Tuesday, September 30, 2014

Traveller’s Food Tales: 18th C Russia.

Most of you know by now that I love travelers’ food tales from times gone by  – and to judge by the feedback, many of you do too. Today I want to give you a taste of the street food (and drink) in the eighteenth century Russian Empire, as seen through the eyes of William Tooke, F.R.S., ‘Member of the Imperial Academy of Sciences and of the Free Economical Society at St. Petersburg.’

In Volume I (of three volumes) of his book View Of The Russian Empire During The Reign Of Catharine The Second And To The Close Of The Present Century, published in 1799, in the chapter entitled Slavonians,  Mr. Tooke has this to say:

They have usually two meals in the day; in the forenoon about nine o'clock, and in the afternoon at three. The family at these times eat all together; and, when it is numerous, first the males and afterwards those of the other sex. They allow themselves but a short time at table, and are easy and cheerful. Even among the inferior people the table-linen, platters, and Vessels are kept in great cleanliness. If strangers sit down with them there are very copious potations. Intoxication is not disgraceful, and even among people of good condition, if a lady be overtaken in liquor, it is no subject of reproach. They are never quarrelsome or scurrilous in their cups, but friendly, jovial, courteous, speak in praise of the absent, and boast of their friendship; and those that are not able to stand, find ready assistance from those that can. On journies, merchants and others take their food with remarkably few formalities. In towns and great village-stations, women sit in the street, near public houses, with tables having roast and boiled meat, fish, piroggees, cabbage-soup, cucumbers, bread, and quas, consequently a superb and everywhere a cheap repast, which is taken standing, and always accompanied with a glass or two of brandy.

Some of the foods described in this piece have been mentioned in previous blog posts. In a story about the food of Russian factoryworkers in 1828 (again, as seen through European eyes) there is mention of the ubiquitous cabbage soup and kvass (quas), and The Manner of Making the Russian Rye Bread was given in another post.
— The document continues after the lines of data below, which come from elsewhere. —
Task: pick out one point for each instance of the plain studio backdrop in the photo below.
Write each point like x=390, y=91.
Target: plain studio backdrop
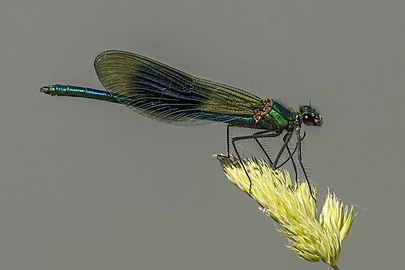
x=87, y=184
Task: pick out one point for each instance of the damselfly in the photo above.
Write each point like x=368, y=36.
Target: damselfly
x=166, y=94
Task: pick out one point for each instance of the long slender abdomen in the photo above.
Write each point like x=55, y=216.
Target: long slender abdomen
x=77, y=91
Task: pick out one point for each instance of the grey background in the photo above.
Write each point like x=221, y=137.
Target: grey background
x=92, y=185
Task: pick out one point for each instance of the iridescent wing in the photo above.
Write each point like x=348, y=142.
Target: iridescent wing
x=166, y=94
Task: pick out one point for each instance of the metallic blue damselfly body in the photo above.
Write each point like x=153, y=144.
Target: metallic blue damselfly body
x=166, y=94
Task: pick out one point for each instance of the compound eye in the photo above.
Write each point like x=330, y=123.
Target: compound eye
x=308, y=120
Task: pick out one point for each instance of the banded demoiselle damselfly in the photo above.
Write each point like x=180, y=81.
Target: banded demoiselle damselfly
x=166, y=94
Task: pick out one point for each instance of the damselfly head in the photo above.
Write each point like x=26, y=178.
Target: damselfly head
x=310, y=116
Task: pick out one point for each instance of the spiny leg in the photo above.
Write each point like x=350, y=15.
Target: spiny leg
x=261, y=134
x=301, y=164
x=286, y=139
The ‘piroggees’ which make up the ‘superb and everywhere a cheap repast’ must have captured the interest of the late eighteenth century British visitors to Russia, for fairly soon, interpretations of the idea began to appear in cookery books.  The Family Receipt-book, or, Universal Repository of Useful Knowledge and Experience in all the Various Branches of Domestic Economy, published in London, in about 1810 included the following commentary and instructions:

Russian Fish Pies, or Pasties, &c.

The old Russian cookery consisted, and still consists among the lower and middling ranks in life, principally of pies or pasties; not made in dishes, but merely inclosed by a good standing crust, like those country pies or pasties called in England turnovers. Thus, frequently, even a whole salmon, either salted or fresh, being scraped and well cleaned, for the Russians are very nice in washing all their fish and meats, the inside is filled with onions, boiled carrots cut into round slices the cross way, and hard boiled eggs chopped small, seasoned with pepper and salt, and covered up in a large round sheet of paste doubled over in a sort of half moon form, and neatly closed by pinching round the circular part. In this manner, all sorts of fish are dressed; the stuffings being often varied, and sometimes composed of sour crout. Meat pies are prepared in a similar way. The Russians, however, are also fond of ragouts, and boiled or roasted fish and meats, very much done. They have, likewise, two kinds of favourite soups, one or other of which is every day dressed. The first of these soups called shchee, is made of sour crout, and a very pleasant sort of tartish small beer, named quass, with onions, bacon, and beef or mutton highly seasoned. This is quite excellent; but, on fast days, fish is substituted for the meat. The other soup is called borsh; and the chief difference between them is, that salted beet root is substituted for the sour crout.

1 comment:

Anonymous said...

This is the kind of history I really love. I always look forward to your posts!